There are simple answers to all of your rhetorical questions.

I'm not going to answer them for the moment, but I'd like something in exchange: mutual respect and politeness between people with different beliefs.

OFC there are impolite people on both sides. They should be ignored, not emulated.

Between the rest, why attack the beliefs and the individuals that hold them? Polite disagreement is fine, but straw men are not (e.g. claims about what people can/can't understand).
 
@Neri

There are simple answers to all of your rhetorical questions.

I'm not going to answer them for the moment, but I'd like something in exchange: mutual respect and politeness between people with different beliefs.

OFC there are impolite people on both sides. They should be ignored, not emulated.

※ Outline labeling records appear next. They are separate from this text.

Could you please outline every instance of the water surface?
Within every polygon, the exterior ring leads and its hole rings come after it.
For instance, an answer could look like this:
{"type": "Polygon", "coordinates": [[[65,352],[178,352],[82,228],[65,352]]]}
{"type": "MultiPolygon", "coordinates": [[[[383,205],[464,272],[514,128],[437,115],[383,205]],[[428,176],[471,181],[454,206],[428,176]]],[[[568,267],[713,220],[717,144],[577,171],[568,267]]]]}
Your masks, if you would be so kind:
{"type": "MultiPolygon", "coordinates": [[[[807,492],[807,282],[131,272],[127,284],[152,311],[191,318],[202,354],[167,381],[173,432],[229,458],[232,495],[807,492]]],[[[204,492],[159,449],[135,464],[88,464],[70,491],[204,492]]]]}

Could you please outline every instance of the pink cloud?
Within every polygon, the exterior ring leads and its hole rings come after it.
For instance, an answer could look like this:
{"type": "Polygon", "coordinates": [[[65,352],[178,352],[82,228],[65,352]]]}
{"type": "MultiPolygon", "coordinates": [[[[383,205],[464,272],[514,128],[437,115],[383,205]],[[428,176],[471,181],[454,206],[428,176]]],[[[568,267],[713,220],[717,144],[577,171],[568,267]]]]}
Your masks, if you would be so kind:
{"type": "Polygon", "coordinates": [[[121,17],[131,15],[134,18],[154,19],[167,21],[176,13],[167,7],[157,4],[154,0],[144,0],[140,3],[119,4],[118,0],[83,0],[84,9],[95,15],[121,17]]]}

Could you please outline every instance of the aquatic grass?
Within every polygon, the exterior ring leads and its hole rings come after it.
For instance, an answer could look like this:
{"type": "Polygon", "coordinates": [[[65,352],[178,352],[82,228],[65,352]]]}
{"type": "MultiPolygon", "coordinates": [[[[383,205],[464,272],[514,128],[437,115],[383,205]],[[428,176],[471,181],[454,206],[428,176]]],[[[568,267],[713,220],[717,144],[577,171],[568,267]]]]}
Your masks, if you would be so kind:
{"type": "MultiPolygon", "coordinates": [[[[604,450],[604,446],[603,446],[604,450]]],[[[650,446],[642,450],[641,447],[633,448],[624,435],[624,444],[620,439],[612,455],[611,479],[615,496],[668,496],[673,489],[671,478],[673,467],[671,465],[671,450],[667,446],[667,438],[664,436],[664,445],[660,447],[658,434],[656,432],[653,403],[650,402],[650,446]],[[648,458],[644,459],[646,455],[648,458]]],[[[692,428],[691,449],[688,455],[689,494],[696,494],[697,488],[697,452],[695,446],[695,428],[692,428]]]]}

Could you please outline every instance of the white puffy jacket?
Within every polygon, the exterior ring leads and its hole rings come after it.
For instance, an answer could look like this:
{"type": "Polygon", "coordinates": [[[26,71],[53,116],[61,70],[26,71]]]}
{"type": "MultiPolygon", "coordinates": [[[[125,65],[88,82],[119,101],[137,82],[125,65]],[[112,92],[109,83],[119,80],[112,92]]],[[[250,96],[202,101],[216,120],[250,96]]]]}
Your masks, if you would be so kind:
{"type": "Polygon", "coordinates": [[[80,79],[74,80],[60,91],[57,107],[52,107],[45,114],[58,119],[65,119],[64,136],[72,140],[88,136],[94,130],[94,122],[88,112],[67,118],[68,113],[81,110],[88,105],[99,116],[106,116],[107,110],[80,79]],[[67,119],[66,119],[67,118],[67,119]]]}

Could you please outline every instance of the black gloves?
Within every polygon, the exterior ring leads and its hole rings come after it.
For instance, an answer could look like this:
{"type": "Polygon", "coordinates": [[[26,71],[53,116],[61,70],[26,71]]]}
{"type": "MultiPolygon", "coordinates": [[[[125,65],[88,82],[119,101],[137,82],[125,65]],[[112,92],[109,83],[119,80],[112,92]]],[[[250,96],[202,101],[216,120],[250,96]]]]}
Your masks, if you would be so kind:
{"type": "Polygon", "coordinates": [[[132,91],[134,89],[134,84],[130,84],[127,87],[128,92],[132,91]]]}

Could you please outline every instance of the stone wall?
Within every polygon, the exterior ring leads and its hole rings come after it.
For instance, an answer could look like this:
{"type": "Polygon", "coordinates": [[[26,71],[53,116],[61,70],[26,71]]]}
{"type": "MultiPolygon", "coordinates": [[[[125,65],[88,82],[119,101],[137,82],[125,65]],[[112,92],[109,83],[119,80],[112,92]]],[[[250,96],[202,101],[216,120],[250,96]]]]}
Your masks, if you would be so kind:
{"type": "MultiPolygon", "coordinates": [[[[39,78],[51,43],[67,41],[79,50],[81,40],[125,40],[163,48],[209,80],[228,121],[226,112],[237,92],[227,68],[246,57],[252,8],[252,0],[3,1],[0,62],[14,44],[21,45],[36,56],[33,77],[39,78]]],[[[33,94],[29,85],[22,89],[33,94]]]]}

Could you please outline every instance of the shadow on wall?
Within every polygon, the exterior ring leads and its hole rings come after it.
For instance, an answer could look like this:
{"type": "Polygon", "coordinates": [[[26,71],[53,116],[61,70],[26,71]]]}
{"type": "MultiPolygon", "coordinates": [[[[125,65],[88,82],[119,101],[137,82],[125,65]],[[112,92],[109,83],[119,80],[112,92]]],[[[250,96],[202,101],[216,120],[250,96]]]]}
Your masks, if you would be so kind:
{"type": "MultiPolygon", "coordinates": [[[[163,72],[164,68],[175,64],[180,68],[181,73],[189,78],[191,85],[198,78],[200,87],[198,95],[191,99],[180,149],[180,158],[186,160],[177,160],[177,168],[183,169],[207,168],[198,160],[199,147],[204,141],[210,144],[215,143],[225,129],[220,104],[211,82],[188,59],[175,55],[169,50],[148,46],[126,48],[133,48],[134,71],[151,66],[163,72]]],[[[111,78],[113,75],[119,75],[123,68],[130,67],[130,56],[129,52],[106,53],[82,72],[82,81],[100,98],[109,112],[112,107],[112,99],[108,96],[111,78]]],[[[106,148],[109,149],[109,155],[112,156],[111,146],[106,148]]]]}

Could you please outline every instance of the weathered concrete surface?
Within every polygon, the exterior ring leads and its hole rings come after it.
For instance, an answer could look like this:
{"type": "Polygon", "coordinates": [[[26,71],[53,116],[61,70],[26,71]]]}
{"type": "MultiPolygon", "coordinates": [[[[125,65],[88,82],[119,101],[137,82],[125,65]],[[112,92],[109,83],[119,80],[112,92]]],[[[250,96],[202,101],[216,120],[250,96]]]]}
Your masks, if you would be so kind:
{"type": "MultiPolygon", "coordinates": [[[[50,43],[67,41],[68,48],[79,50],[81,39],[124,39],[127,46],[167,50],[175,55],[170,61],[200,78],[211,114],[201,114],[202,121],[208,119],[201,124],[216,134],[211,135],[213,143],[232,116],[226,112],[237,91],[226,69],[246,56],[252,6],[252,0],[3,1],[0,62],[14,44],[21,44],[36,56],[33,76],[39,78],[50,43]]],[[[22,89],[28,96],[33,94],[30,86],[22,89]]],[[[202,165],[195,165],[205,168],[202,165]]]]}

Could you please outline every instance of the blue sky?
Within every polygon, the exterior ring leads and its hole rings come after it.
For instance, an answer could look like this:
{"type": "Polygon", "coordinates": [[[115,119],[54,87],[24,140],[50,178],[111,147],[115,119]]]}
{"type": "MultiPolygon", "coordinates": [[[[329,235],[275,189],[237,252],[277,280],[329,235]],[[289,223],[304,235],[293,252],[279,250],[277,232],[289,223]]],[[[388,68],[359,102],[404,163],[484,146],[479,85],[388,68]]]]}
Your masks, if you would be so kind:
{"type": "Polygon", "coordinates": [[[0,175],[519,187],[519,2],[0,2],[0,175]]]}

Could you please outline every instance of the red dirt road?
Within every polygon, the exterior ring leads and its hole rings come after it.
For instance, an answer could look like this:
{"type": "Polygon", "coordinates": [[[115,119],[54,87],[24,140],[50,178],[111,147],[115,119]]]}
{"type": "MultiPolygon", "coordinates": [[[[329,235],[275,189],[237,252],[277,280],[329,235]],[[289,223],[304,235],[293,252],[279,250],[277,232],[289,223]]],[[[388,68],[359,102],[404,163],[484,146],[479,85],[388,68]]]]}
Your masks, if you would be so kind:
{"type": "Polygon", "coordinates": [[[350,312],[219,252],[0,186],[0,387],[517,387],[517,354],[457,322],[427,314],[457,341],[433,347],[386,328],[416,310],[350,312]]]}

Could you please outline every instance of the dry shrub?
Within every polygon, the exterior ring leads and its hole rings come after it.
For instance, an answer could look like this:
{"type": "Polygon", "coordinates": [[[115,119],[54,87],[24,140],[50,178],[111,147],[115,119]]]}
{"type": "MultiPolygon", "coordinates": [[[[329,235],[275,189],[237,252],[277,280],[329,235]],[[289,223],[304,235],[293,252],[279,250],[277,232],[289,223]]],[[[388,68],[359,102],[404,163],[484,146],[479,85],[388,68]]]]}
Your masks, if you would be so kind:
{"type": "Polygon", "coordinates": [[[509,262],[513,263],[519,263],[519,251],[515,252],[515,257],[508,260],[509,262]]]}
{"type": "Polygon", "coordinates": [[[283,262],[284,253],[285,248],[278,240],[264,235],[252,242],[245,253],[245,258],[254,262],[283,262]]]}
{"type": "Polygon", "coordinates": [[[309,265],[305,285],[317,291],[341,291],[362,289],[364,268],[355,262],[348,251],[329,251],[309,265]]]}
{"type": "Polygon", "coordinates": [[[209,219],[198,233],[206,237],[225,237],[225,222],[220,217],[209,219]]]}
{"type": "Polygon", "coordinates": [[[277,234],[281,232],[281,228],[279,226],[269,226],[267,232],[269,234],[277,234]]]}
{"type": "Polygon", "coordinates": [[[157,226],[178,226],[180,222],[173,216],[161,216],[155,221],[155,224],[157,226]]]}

Between the rest, why attack the beliefs and the individuals that hold them? Polite disagreement is fine, but straw men are not (e.g. claims about what people can/can't understand).
There is nothing attacky in saying that people's experience is neither provable or disprovable via "science".
 
"Scientific evidence is evidence that serves to either support or counter a scientific theory or hypothesis,[1] although scientists also use evidence in other ways, such as when applying theories to practical problems.[2] Such evidence is expected to be empirical evidence and interpretable in accordance with the scientific method. Standards for scientific evidence vary according to the field of inquiry, but the strength of scientific evidence is generally based on the results of statistical analysis and the strength of scientific controls.

A person's assumptions or beliefs about the relationship between observations and a hypothesis will affect whether that person takes the observations as evidence.[3] These assumptions or beliefs will also affect how a person utilizes the observations as evidence. For example, the Earth's apparent lack of motion may be taken as evidence for a geocentric cosmology. However, after sufficient evidence is presented for heliocentric cosmology and the apparent lack of motion is explained, the initial observation is strongly discounted as evidence."

Scientific evidence - Wikipedia

Some things can be believed to be some way by people, but the evidence may show something different happened.